時折ぼちぼちと読んでいるジャン=リュック・マリオン。今回は2010年刊行の『見るために信ず』(Jean-Luc Marion, “Le croire pour le voir”, Éditions Parole et Silence – Communio, 2010)という新旧取り混ぜての論集からいくつかを拾い読みしているところ。とくに最後のほうに収録されている「贈与の認識」(La Reconnaissance du Don)などは、おそらく未読の別の著作『与えられていること』(”Étant donné”)とも密接に関連しているものと推測されるけれど、いずれにしても「現れ」そのものの「非現性」といった、マリオンの著作に反復されている主要な問題系がここでもヴィヴィッドに息づいている(笑)。才能とか運とか、いずれも「付与される・与えられている」ものとして人が認識するものは、実はまったく目にできない。そんなときに人は果たして本当にその「与えられたもの」にアクセスできるのか、というのが根本的な問い。贈与は「自動配置」(auto-position)されるといわれ、そのため贈与のプロセス自体は目にできず、贈与の起源であるとかその偶然性、贈り主が見えなくなってしまう。
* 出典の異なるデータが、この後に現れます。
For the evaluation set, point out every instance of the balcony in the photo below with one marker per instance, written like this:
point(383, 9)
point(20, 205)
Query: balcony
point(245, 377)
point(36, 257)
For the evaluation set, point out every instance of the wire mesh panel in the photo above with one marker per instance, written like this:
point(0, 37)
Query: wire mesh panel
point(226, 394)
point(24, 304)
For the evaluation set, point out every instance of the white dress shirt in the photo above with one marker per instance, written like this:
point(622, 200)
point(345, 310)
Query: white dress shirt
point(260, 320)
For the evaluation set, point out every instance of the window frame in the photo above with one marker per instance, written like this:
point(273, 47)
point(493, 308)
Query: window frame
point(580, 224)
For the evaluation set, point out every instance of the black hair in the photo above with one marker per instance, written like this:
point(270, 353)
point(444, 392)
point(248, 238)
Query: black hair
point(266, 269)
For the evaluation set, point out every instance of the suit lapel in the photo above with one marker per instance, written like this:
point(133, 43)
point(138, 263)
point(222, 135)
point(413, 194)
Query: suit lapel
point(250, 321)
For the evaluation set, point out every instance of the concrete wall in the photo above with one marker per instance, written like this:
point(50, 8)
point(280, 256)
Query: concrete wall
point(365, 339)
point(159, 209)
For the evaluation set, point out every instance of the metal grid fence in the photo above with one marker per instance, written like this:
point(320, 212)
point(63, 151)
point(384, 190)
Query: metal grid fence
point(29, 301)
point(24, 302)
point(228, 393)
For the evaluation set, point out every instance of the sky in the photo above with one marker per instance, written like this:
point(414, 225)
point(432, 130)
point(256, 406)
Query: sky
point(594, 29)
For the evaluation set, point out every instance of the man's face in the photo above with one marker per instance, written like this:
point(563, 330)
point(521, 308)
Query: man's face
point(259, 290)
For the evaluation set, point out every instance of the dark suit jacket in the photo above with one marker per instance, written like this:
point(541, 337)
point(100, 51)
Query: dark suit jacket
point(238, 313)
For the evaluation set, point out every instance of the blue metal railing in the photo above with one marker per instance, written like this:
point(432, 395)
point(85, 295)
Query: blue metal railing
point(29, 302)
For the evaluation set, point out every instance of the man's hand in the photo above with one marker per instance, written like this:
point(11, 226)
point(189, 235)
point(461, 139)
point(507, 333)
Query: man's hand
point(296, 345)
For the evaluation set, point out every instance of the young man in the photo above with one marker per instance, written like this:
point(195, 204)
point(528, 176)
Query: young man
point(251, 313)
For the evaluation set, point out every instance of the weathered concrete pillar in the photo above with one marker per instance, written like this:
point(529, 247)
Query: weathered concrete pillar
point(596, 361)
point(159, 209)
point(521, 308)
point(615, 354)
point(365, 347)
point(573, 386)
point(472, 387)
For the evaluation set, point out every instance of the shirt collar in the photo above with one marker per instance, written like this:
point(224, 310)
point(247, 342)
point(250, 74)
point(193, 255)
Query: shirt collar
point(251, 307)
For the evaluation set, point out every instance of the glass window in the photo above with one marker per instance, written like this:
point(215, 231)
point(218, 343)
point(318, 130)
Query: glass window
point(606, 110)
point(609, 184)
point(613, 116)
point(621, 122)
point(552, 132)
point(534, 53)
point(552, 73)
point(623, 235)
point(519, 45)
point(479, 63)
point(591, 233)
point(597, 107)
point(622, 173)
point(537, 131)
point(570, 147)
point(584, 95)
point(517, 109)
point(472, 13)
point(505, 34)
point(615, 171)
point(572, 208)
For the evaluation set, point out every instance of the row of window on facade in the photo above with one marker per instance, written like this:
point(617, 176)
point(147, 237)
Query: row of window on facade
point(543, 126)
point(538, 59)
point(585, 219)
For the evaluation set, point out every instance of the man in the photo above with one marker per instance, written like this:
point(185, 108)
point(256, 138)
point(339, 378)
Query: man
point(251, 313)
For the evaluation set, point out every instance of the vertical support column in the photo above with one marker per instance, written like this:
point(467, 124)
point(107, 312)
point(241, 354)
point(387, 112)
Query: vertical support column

贈与は、それが贈与であった痕跡すら破壊しながら完遂される。けれども、それをあえて遡及していくことがとりもなおさず現象学の課題だというわけだ。最低限の透明性しかない贈与を通じて、贈り主の側からの贈与を認識するというプログラム。見え隠れ、明滅のいわば反転を試みること。それが神学的なパースペクティブに繋がっているあたりは、マリオンおなじみの一種のマニフェスト(それ自体がいわば隠れたものを見せることなのだけれど)という感じがする。「不可視の聖人」(Le saint invisible)という別の論文でも、聖人の聖性そのものが見えないということがどういう構造(神学的?)をなしているのかが論じられる。